Bu esirler, Fransız askerlerinden her ne zaman işkence görseler içlerinden Frasızca bilen Ferit Bey’i hemen işgal kuvvetleri komutanına yollarlar, dertlerini duyururlar, Fransız askerlerinin işkencesinden bir zaman için kurutulurlarmış.

Ben de Hasan Remzi Bey’e şunları söyledim:

Hem de yabancı bir dil öğrenmek, dinini milletini değiştirmek demek değil ki... Ferit Bey bunun en güzel bir örneğidir. Dilini öğrendiği yabancı bir millet yurduna saldırınca nasıl şahlandı ? Onlarla on bir ay nasıl çarpıştı? Bize dinini, milletini, milliyetini sevmenin ne büyük bir örneğini verdi, gördük. O halde: eskilerden: Kim ki okur Farisi, gider dinin yarısı. Kim ki okur fransız, olur dinsiz imansız... diyenler haltetmişler. “Her lisan, bir insandır.”

Yüce Peygamberimiz bile: Türk lisanını öğreniniz. Çünkü onların uzun mülkü (geniş vatanı) vardır hadisi şerifile lisan öğrenmeyi bize tavsiye buyurmamışlar mı?

Onun için bugün Gaziantep Kollejini kuranlara, yaşatanlara, başta Cemil Alevli Bey olmak üzere içimde büyük hürmet hisleri beslerim. Hepsini hürmet ve minnetle selamlarım.

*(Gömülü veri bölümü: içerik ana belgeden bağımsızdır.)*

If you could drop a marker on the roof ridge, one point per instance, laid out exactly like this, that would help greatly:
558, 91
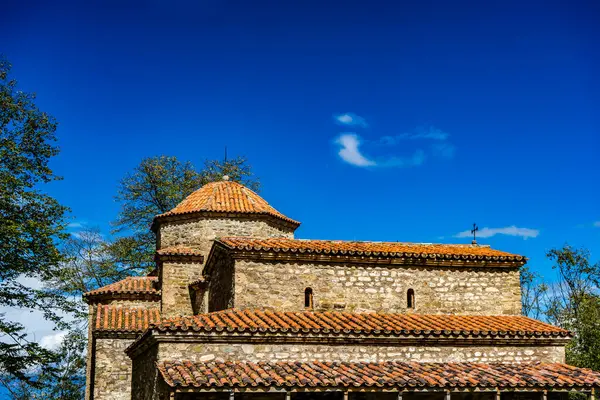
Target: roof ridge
228, 197
371, 323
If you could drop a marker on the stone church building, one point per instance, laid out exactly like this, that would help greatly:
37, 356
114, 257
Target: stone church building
240, 309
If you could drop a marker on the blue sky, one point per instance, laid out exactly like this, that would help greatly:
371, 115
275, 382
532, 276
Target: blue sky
363, 120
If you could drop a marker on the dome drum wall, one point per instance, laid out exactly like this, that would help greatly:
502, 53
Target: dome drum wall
217, 209
198, 230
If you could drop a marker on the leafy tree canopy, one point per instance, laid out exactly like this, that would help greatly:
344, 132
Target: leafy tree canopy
31, 224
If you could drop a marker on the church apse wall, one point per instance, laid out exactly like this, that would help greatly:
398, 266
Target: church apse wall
287, 286
198, 352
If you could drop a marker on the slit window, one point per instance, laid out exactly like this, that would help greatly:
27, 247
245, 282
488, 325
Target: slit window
410, 299
308, 299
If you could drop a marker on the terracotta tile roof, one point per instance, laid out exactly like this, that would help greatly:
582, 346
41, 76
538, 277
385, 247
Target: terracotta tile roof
178, 250
391, 249
390, 374
125, 319
226, 196
363, 323
135, 285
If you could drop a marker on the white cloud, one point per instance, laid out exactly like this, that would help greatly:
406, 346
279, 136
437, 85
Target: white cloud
418, 158
525, 233
350, 119
350, 151
52, 341
429, 133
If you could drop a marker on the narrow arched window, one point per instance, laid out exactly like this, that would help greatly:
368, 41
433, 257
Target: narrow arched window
410, 298
308, 300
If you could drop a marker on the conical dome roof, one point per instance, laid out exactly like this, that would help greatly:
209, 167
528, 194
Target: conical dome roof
228, 197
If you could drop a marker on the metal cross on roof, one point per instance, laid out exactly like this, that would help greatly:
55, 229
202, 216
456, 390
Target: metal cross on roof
474, 232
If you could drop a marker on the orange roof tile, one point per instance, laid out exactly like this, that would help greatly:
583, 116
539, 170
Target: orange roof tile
226, 196
178, 251
392, 249
125, 319
363, 323
389, 374
136, 285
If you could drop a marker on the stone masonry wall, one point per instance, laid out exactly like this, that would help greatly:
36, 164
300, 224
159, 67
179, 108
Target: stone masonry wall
112, 370
146, 384
199, 234
175, 280
356, 353
363, 287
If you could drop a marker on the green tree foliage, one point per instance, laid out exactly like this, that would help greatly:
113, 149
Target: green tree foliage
31, 224
533, 293
571, 302
156, 186
65, 381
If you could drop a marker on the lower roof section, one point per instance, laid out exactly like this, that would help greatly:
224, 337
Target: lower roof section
384, 375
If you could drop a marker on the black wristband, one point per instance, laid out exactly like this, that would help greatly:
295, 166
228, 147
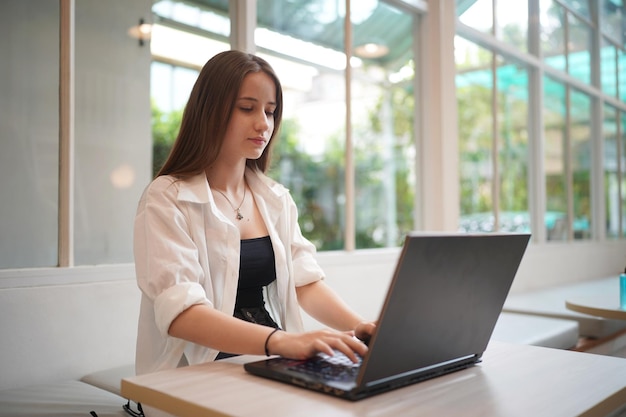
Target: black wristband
267, 352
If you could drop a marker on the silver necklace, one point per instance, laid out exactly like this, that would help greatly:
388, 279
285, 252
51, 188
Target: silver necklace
239, 216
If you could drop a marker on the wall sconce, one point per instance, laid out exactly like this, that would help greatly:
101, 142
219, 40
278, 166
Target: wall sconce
142, 31
371, 50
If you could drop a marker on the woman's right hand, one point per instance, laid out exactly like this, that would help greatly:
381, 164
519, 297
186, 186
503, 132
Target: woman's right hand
306, 345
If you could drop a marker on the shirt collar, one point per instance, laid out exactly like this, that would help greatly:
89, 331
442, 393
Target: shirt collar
196, 189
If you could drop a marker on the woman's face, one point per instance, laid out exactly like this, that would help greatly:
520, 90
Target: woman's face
252, 120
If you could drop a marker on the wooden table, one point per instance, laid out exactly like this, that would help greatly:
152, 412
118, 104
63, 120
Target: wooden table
605, 305
512, 380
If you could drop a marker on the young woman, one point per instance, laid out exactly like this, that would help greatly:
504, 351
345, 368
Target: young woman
220, 259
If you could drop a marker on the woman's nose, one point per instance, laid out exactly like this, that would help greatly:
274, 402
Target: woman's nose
262, 122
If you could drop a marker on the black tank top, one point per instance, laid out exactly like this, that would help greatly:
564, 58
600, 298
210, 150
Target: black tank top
257, 269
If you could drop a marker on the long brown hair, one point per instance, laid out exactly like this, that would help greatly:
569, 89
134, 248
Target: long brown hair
208, 111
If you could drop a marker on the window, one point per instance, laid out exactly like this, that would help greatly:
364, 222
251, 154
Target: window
494, 118
304, 42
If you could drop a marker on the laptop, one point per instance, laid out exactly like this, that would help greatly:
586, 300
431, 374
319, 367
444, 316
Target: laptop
440, 310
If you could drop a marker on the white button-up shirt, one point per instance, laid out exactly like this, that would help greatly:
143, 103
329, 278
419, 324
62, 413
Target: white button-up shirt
187, 253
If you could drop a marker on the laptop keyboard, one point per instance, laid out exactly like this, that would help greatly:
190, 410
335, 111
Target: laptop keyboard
337, 367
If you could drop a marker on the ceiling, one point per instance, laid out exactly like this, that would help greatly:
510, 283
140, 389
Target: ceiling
322, 22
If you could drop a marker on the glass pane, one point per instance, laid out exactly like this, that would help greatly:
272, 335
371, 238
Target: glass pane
382, 125
29, 133
555, 155
477, 14
310, 152
474, 90
112, 144
512, 118
552, 34
613, 14
579, 6
580, 142
611, 172
512, 23
608, 68
578, 56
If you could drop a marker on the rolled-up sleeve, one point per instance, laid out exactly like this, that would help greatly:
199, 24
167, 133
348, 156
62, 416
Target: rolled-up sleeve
166, 257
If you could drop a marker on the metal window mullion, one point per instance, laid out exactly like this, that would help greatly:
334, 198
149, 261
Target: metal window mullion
569, 178
620, 170
66, 133
243, 24
596, 185
536, 166
495, 145
350, 233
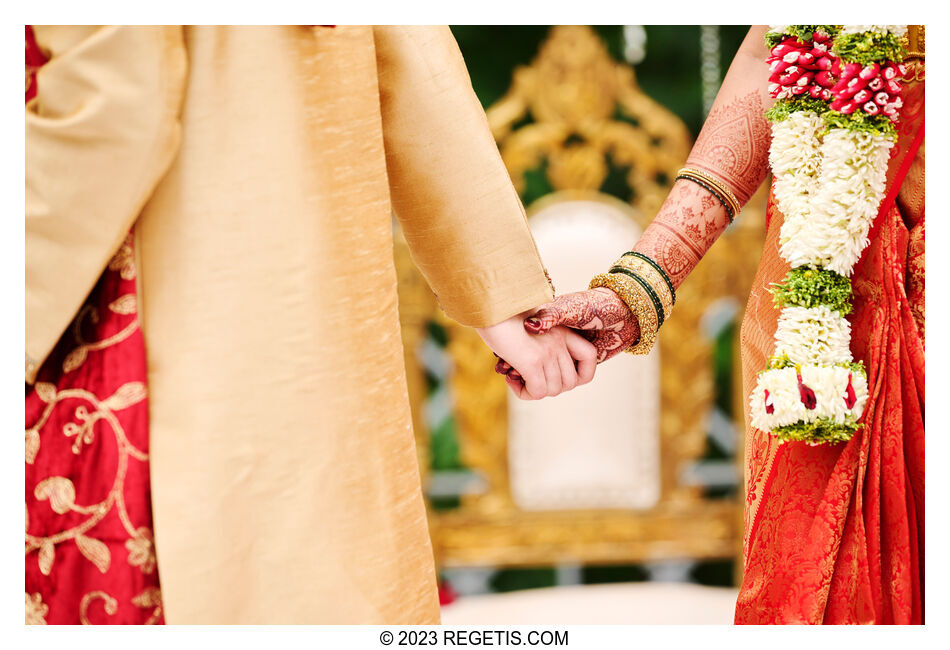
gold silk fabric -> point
(285, 484)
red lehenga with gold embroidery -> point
(835, 533)
(89, 551)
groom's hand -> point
(598, 314)
(544, 365)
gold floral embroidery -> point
(124, 261)
(36, 610)
(78, 356)
(142, 550)
(110, 604)
(150, 598)
(61, 493)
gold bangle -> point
(716, 183)
(645, 271)
(639, 303)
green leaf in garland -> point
(783, 108)
(868, 47)
(860, 121)
(810, 287)
(820, 430)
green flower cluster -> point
(810, 287)
(859, 121)
(783, 108)
(868, 47)
(803, 33)
(820, 430)
(783, 361)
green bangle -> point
(659, 269)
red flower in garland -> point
(798, 68)
(807, 394)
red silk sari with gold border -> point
(90, 557)
(835, 533)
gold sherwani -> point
(260, 167)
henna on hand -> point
(599, 315)
(688, 223)
(734, 144)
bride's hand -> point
(600, 316)
(544, 365)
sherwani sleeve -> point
(463, 220)
(101, 131)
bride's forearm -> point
(732, 147)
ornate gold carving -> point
(574, 92)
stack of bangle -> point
(714, 186)
(646, 289)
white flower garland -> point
(830, 385)
(828, 182)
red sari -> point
(89, 551)
(835, 533)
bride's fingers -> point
(585, 354)
(535, 381)
(544, 320)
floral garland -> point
(832, 135)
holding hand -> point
(599, 315)
(544, 366)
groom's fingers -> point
(568, 371)
(552, 377)
(535, 381)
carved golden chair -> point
(587, 115)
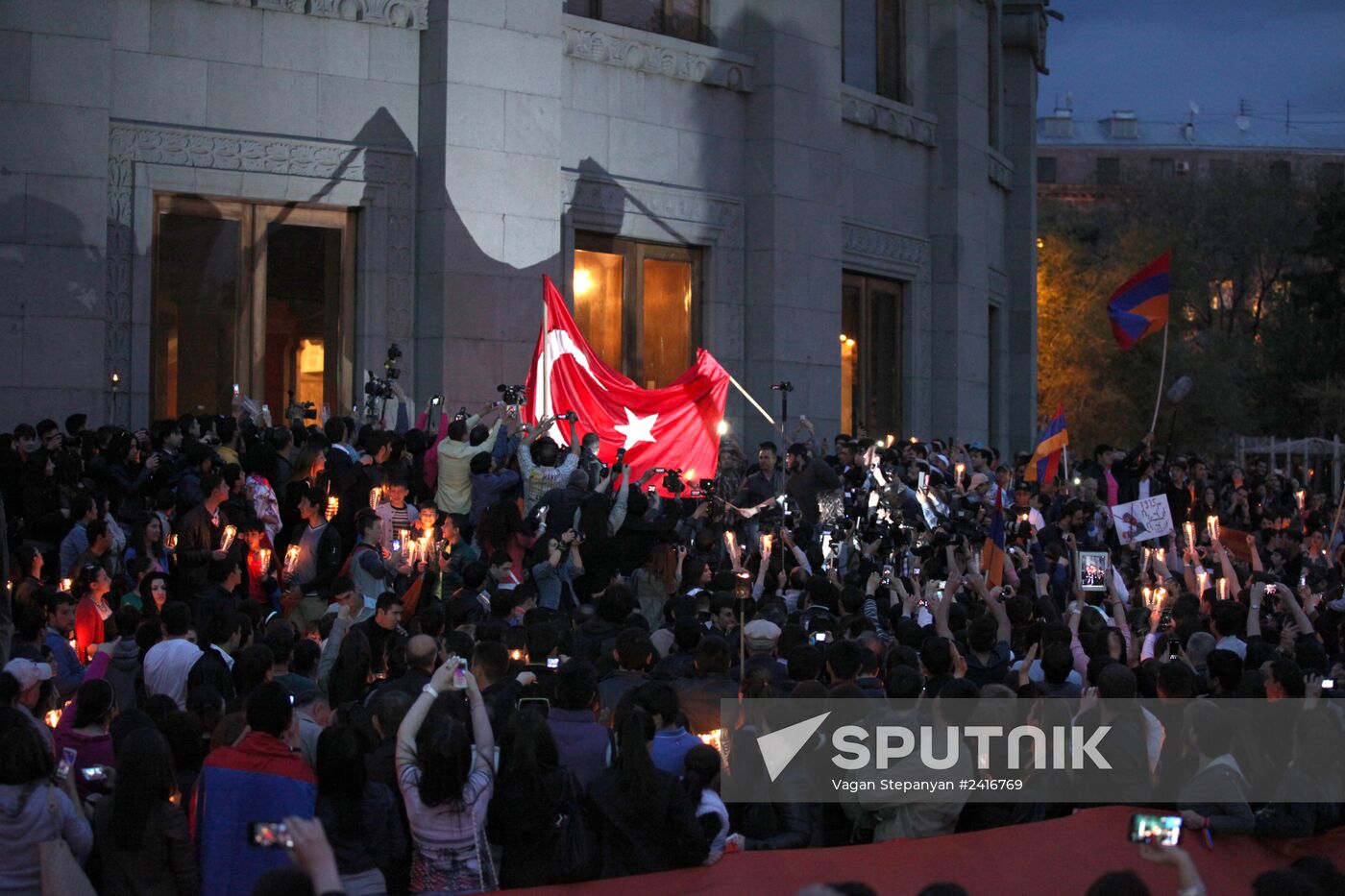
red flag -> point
(674, 426)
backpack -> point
(574, 851)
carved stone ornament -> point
(396, 13)
(888, 116)
(656, 54)
(894, 249)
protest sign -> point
(1142, 520)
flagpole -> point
(1162, 375)
(739, 386)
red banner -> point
(674, 426)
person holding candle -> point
(318, 560)
(93, 614)
(201, 536)
(366, 567)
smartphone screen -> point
(1163, 831)
(269, 835)
(67, 762)
(1092, 570)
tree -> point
(1258, 294)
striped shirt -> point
(451, 855)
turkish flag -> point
(674, 426)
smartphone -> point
(1165, 831)
(1092, 569)
(269, 835)
(67, 762)
(540, 704)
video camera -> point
(382, 388)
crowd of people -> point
(474, 655)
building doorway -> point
(256, 295)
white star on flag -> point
(636, 429)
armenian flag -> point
(1052, 442)
(1139, 307)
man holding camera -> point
(453, 489)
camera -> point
(672, 482)
(511, 395)
(382, 388)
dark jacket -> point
(164, 865)
(380, 839)
(198, 539)
(522, 822)
(211, 671)
(582, 745)
(641, 835)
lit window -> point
(676, 17)
(636, 304)
(873, 47)
(870, 354)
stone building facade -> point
(268, 193)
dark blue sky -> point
(1156, 56)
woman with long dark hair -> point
(447, 788)
(641, 817)
(147, 540)
(33, 809)
(140, 832)
(353, 671)
(27, 573)
(85, 727)
(527, 801)
(93, 613)
(359, 815)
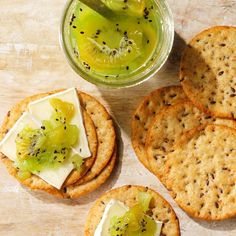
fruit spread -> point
(50, 145)
(118, 45)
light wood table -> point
(31, 61)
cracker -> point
(202, 172)
(146, 111)
(35, 182)
(92, 140)
(167, 128)
(75, 190)
(160, 209)
(208, 70)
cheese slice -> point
(42, 110)
(116, 208)
(8, 147)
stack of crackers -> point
(102, 143)
(185, 134)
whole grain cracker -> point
(92, 141)
(160, 209)
(167, 128)
(201, 171)
(208, 71)
(35, 182)
(146, 111)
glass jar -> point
(164, 33)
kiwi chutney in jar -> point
(121, 50)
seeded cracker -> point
(208, 71)
(92, 137)
(167, 128)
(160, 209)
(146, 111)
(202, 172)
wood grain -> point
(31, 61)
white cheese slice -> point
(116, 208)
(8, 147)
(42, 110)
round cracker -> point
(160, 209)
(105, 134)
(202, 172)
(208, 70)
(167, 128)
(99, 114)
(92, 141)
(146, 111)
(78, 190)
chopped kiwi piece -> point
(49, 146)
(135, 222)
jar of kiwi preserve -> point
(121, 48)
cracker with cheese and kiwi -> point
(51, 140)
(131, 210)
(201, 171)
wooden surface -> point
(31, 61)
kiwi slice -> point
(49, 146)
(109, 47)
(134, 222)
(131, 7)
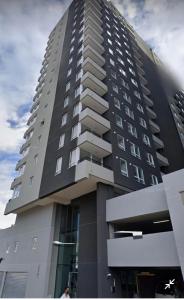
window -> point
(140, 108)
(123, 167)
(74, 157)
(117, 103)
(31, 180)
(72, 40)
(113, 74)
(122, 72)
(16, 191)
(79, 75)
(150, 159)
(146, 140)
(118, 42)
(119, 51)
(72, 49)
(112, 62)
(16, 246)
(119, 121)
(34, 243)
(126, 45)
(130, 62)
(61, 140)
(77, 109)
(127, 52)
(111, 51)
(154, 180)
(66, 101)
(138, 174)
(78, 90)
(134, 149)
(121, 61)
(58, 165)
(126, 97)
(132, 130)
(131, 71)
(143, 122)
(67, 86)
(70, 60)
(69, 72)
(76, 130)
(125, 84)
(80, 49)
(80, 61)
(117, 35)
(115, 88)
(129, 112)
(73, 31)
(121, 141)
(21, 169)
(137, 94)
(64, 119)
(134, 82)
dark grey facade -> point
(104, 121)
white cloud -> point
(162, 23)
(24, 30)
(6, 221)
(5, 193)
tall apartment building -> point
(105, 121)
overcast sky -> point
(24, 29)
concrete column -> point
(105, 282)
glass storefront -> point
(67, 265)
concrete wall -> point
(152, 250)
(145, 201)
(38, 223)
(174, 186)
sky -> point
(24, 29)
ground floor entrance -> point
(151, 283)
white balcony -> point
(148, 101)
(16, 181)
(86, 168)
(97, 123)
(151, 113)
(158, 142)
(140, 69)
(89, 21)
(94, 34)
(154, 127)
(87, 175)
(94, 3)
(93, 101)
(94, 145)
(93, 83)
(94, 6)
(152, 250)
(162, 160)
(90, 11)
(142, 79)
(88, 40)
(91, 53)
(90, 66)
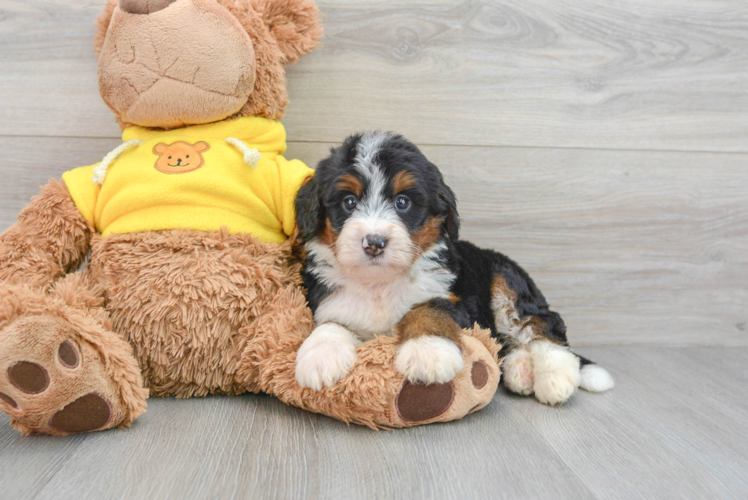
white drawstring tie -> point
(100, 169)
(251, 156)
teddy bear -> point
(168, 268)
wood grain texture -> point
(584, 73)
(670, 429)
(631, 247)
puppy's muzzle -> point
(374, 244)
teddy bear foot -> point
(469, 391)
(52, 381)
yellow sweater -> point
(192, 178)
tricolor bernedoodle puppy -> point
(380, 229)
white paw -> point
(429, 360)
(518, 376)
(556, 372)
(596, 379)
(326, 356)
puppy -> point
(380, 230)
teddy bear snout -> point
(191, 62)
(144, 6)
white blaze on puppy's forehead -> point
(374, 203)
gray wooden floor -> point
(601, 143)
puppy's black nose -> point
(374, 244)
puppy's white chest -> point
(369, 310)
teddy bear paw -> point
(52, 382)
(467, 391)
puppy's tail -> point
(594, 378)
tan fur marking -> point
(350, 183)
(403, 180)
(502, 302)
(428, 234)
(427, 320)
(328, 236)
(507, 318)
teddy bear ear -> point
(295, 25)
(102, 24)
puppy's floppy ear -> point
(309, 210)
(294, 24)
(452, 221)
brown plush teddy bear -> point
(190, 288)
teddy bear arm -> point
(50, 238)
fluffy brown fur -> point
(281, 32)
(185, 313)
(49, 239)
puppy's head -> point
(374, 206)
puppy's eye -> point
(402, 202)
(350, 202)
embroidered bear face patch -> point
(179, 157)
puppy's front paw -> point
(518, 376)
(556, 372)
(429, 360)
(325, 357)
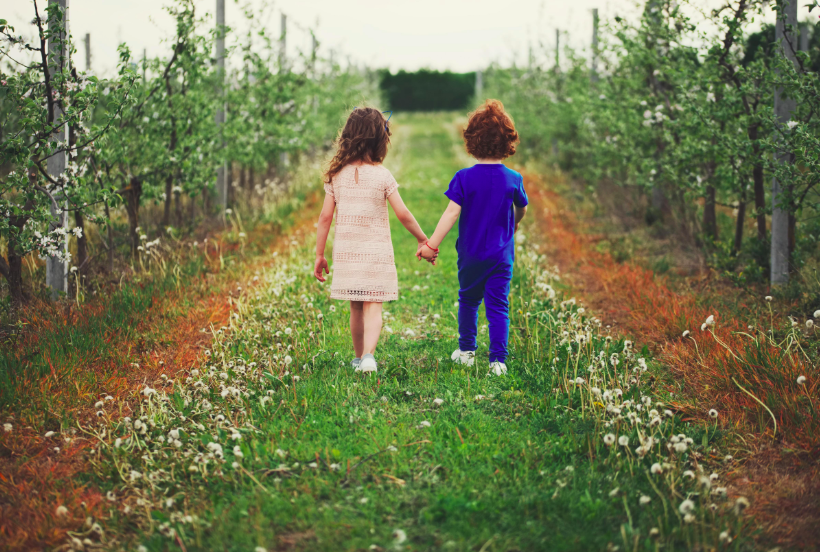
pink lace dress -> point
(363, 265)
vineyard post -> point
(56, 275)
(783, 108)
(88, 51)
(557, 70)
(221, 181)
(283, 68)
(314, 52)
(593, 76)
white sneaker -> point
(497, 368)
(368, 363)
(466, 358)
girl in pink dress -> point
(358, 189)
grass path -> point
(274, 442)
(781, 474)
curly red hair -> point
(490, 132)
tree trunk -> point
(82, 245)
(709, 214)
(792, 235)
(13, 272)
(169, 196)
(760, 188)
(178, 208)
(172, 145)
(110, 240)
(132, 207)
(741, 218)
(784, 107)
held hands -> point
(321, 263)
(427, 253)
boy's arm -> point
(325, 219)
(445, 224)
(520, 211)
(406, 217)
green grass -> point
(335, 460)
(43, 381)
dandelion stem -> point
(761, 404)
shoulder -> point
(383, 173)
(516, 176)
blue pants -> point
(492, 284)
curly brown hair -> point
(490, 132)
(364, 138)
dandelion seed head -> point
(687, 507)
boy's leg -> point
(357, 327)
(372, 313)
(468, 302)
(497, 304)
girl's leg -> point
(357, 327)
(372, 313)
(497, 302)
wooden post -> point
(283, 68)
(283, 42)
(593, 75)
(805, 31)
(786, 41)
(221, 177)
(88, 51)
(56, 274)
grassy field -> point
(274, 442)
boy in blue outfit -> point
(491, 201)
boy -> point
(491, 201)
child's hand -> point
(321, 263)
(427, 253)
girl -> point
(491, 201)
(357, 187)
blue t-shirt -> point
(486, 194)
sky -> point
(457, 35)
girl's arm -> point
(406, 217)
(445, 224)
(325, 219)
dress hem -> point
(384, 299)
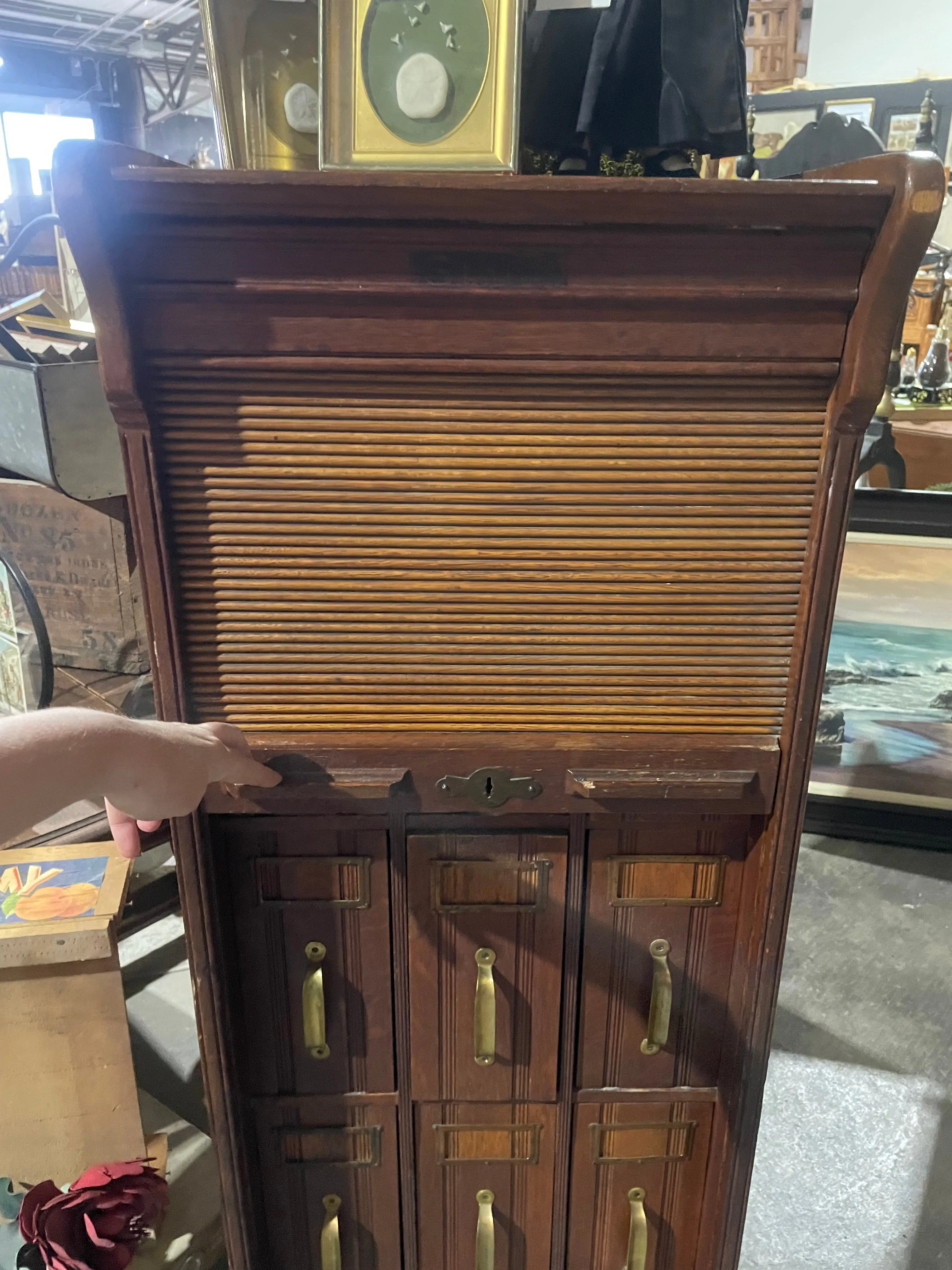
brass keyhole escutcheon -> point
(490, 788)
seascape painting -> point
(885, 731)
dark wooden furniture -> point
(534, 620)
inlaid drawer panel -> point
(329, 1180)
(485, 1178)
(637, 1185)
(487, 919)
(662, 914)
(311, 898)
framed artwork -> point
(855, 108)
(883, 763)
(902, 130)
(421, 84)
(774, 129)
(60, 884)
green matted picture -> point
(428, 84)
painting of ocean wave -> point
(885, 731)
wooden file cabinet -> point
(532, 619)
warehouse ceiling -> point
(163, 36)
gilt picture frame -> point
(421, 84)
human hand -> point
(164, 770)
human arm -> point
(145, 770)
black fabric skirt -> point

Not: Bu Frer mektebine sonradan rahmetli Ahmet Muhtar (Göğüş) Bey ile Hüseyin Cemil (Göğüş) Bey ve daha bazı müslüman çocukları da girip öğrenimlerini bitirdiklerini Haşan Remzi Bey sözlerine eklemiştir. Muhtar beyin babasının oğluna: “Oku oğlum, yabancı bir dil de öğren. Çünkü senin yaşayacağın zaman bizimkinden çok başka ve çok farklı olacaktır.’’ dediğini bende babamdan işittim.